Con sumo cuidado, Eleven limpia con un dedo el hilillo de sangre de la nariz de Terry.

—Creo… Creo que mamá quiere hablar conmigo…

No le estaba pidiendo permiso; no obstante, Henry, de todas maneras, se lo concede:

—Adelante.


Con la televisión sintonizando ruido blanco y una improvisada venda que le ha fabricado Becky, Eleven se prepara para hacer contacto con la mente de su madre.

—Me puedo sentar aquí verdad, ¿verdad? —inquiere Becky, encaramada en una silla a su derecha, mientras Henry se mantiene de pie a su izquierda.

—Sí —le asegura Eleven.

—¿Y…? ¿Y no lo arruinaré ni nada?

—No.

Okay. —Becky inspira aire y continúa—: Si hablas con Terry, ¿podrías decirle que la quiero mucho? Y también que lamento no haberle creíd…

—Para de hablar.

Okay, lo siento.

Henry presiona los nudillos contra sus labios para disimular la risa.


Cuando Eleven se arranca la venda de los ojos y manda la cabeza hacia atrás, hiperventilando, Henry está allí, a su lado.

—Eleven —la llama, y ella siente que nunca ha estado tan feliz de oír su voz—. ¿Qué viste?

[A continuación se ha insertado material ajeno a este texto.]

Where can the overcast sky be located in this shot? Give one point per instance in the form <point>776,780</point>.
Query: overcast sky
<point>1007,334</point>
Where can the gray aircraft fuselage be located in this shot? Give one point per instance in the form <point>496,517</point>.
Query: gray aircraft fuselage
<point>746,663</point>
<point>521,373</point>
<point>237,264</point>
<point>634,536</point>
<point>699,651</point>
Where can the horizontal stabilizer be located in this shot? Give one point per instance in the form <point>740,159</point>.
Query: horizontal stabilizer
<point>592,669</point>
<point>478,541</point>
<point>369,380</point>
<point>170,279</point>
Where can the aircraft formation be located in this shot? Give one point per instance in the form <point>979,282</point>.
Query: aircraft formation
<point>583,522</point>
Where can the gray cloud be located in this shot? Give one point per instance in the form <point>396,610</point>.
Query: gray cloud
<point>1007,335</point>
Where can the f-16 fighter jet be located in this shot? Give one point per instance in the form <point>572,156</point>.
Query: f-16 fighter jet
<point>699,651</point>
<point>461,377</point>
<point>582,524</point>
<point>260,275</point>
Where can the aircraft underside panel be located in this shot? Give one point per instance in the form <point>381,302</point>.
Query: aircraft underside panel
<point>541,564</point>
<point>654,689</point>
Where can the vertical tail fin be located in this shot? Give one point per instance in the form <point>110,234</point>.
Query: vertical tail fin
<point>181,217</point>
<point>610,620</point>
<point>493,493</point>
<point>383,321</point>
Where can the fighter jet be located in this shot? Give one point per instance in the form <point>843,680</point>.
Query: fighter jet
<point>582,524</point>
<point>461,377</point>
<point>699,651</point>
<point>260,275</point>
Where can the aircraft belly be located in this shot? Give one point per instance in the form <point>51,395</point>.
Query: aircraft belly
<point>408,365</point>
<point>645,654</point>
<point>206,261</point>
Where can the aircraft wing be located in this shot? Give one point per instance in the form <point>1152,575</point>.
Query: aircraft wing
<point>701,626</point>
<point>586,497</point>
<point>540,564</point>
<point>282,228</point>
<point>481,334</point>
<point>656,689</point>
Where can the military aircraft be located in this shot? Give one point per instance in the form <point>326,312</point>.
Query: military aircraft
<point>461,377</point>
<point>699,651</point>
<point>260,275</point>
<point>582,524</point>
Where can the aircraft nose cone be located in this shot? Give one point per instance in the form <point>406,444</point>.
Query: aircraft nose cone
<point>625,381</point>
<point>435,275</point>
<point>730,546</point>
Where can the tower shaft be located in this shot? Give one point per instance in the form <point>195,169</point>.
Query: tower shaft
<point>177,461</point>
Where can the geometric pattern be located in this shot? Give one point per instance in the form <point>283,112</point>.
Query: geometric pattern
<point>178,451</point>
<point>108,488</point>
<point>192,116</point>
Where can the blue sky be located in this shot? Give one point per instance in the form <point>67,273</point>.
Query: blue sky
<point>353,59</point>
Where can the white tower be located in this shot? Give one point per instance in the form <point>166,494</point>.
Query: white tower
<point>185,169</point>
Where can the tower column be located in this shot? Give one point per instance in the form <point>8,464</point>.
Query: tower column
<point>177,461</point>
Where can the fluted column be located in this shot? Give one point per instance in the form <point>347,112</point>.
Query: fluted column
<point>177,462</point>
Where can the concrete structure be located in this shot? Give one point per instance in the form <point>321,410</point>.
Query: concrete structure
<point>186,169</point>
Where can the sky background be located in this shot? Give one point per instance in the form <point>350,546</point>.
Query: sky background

Abre la boca para responder solo para terminar cerrándola de vuelta: sus labios tiemblan demasiado. Henry coloca sus manos sobre sus hombros con la clara intención de centrarla. Becky permanece en completo silencio ante toda la escena.

—Eleven…

—Lo vi… todo —farfulla al fin—. Vi… Vi el día en que nací y… los girasoles y… el cuarto arco iris y… y… el arma… y lo que papá… lo que papá… hizo

No llora —ha atravesado demasiadas cosas como para ponerse a llorar por esto—, pero sí siente una profunda tristeza. La sonrisa que Henry le ofrece parece estar en sintonía con sus sentimientos, pues no le llega a los ojos.

—¿Ves, entonces, por qué te he advertido, una y otra vez, de los peligros a los cuales nos enfrentamos? —Su voz es suave, tranquila, sin el menor ápice de enojo o molestia—. ¿Ves, Eleven, de lo que Brenner y aquellos como él son capaces?

Eleven cierra los ojos y asiente, sus facciones quebrándose de dolor.

—Bien —murmura Henry, y Eleven siente su cuerpo liviano, libre, todo porque él la carga en sus brazos, como si no pesara nada—. Esto es suficiente por hoy.

»Volvamos a casa.


Tras intercambiar una o dos palabras de cortesías más con Becky, Henry lleva a Eleven de vuelta al auto.

Durante todo el camino de vuelta, ella no lo mira, sino que observa las gotas de lluvia que se deslizan a través de la ventanilla del auto en contemplativo silencio.

Henry no dice nada —no necesita hacerlo—: nunca se ha considerado un parangón de virtud y no piensa disculparse, de todas maneras, por hacer lo necesario para sobrevivir.

Y, no obstante, el resabio que todo el asunto le ha dejado en la boca es amargo: cómo desearía, pues, en días como estos, poder apartar los ojos de la verdad.

O, al menos, cubrir los de Eleven para no lastimarla.

Cómo desearía, en días como estos, no ser quien es.